I also have this unit & am struggling through the ice but feel it's operator err on my part 
It seems that unless all the slush is clear of the hole I got surface clutter & broken signal ( but was not a constant & left me scratching my head)
I used the auto depth setting & once I saw how deep I was fishing would switch to manually select the proper range & change to a lower kHz to zoom in tighter to structure & was able to really see what was going on below me.
Overall I am pleased with this pack & feel the need to do more research for proper use & will keep you posted to my findings.
Good luck - Gary


----------



## exide9922 (Aug 9, 2010)

I feel like it's operator error on my end too. just weird how the depth jumps around, but maybe you're right about the slush, i'll make sure the hole it's in is nice and clean next time. that could be part of the problems. thank you for the tips. i'll let you know if i figure anything out with it


----------



## G3guy (Feb 21, 2013)

Got your ice ducer rigged with a float?
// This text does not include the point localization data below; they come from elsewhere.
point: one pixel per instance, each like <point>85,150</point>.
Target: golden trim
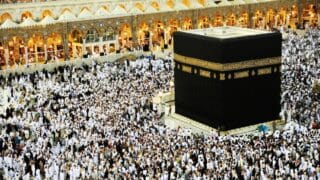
<point>264,71</point>
<point>227,66</point>
<point>222,76</point>
<point>241,74</point>
<point>204,73</point>
<point>186,69</point>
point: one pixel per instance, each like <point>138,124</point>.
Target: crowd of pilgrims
<point>300,73</point>
<point>98,122</point>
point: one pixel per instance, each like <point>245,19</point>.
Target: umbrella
<point>263,128</point>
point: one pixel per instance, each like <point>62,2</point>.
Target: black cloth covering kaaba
<point>240,87</point>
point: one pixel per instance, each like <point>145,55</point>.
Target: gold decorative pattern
<point>227,66</point>
<point>241,74</point>
<point>222,76</point>
<point>186,69</point>
<point>204,73</point>
<point>264,71</point>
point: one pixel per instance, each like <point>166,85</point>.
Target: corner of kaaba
<point>227,77</point>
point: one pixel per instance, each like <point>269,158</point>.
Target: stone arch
<point>25,15</point>
<point>45,13</point>
<point>186,24</point>
<point>92,35</point>
<point>4,17</point>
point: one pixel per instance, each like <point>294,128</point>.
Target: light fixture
<point>217,1</point>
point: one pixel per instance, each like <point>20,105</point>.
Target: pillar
<point>83,46</point>
<point>150,42</point>
<point>250,20</point>
<point>6,56</point>
<point>26,54</point>
<point>116,45</point>
<point>36,52</point>
<point>100,44</point>
<point>45,52</point>
<point>55,50</point>
<point>74,51</point>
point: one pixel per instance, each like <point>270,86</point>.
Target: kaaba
<point>227,77</point>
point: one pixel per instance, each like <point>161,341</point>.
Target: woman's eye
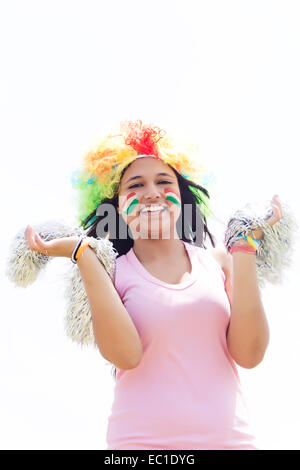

A float will let it hang in the water level, if its not level it's sending pings to the side resulting in depth fluctuations. Maybe? I have an elite 4 but one thing I noticed is that the shallower the water the more interference I get back I adjust the sensitivity so it takes it out but am still able to see my lure. Set surface clarity and noise rejection to off and try the 200 hz setting instead of the 83. I set my ping speed to normal. Also in the menu settings choose the ducer u have if its one with a blue connector it's a PTI-WBL I'm fairly certain if in doubt look on the ducer cable it should have a tag in it saying what it is. This may help also


----------



## FISHIN 2 (Jun 22, 2005)

Make sure the transducer is hanging below to ice and level. A float with it suspended an inch below the ice is key. Try it and let is know. Mike


----------



## G3guy (Feb 21, 2013)

Did you guys get your lowrances to work any better?


----------



## Yakeyes (Jan 1, 2015)

I have the 4x chirp. Have you guys tried using the unit with the regular transducer for ice fishing? I want to use mine but don't have the extra money to spend on the ice ducer.


----------



## exide9922 (Aug 9, 2010)

G3guy said:


> Did you guys get your lowrances to work any better?



Yes actually! Was using it Saturday and Sunday. Could see when a fish would come off the bottom with a little arch mark and would jig a little and immediately get a perch  Also would see a mark where a fish would be suspended, would reel up to it and catch it. Could very clearly see our lines on the screen. Thank you everyone


----------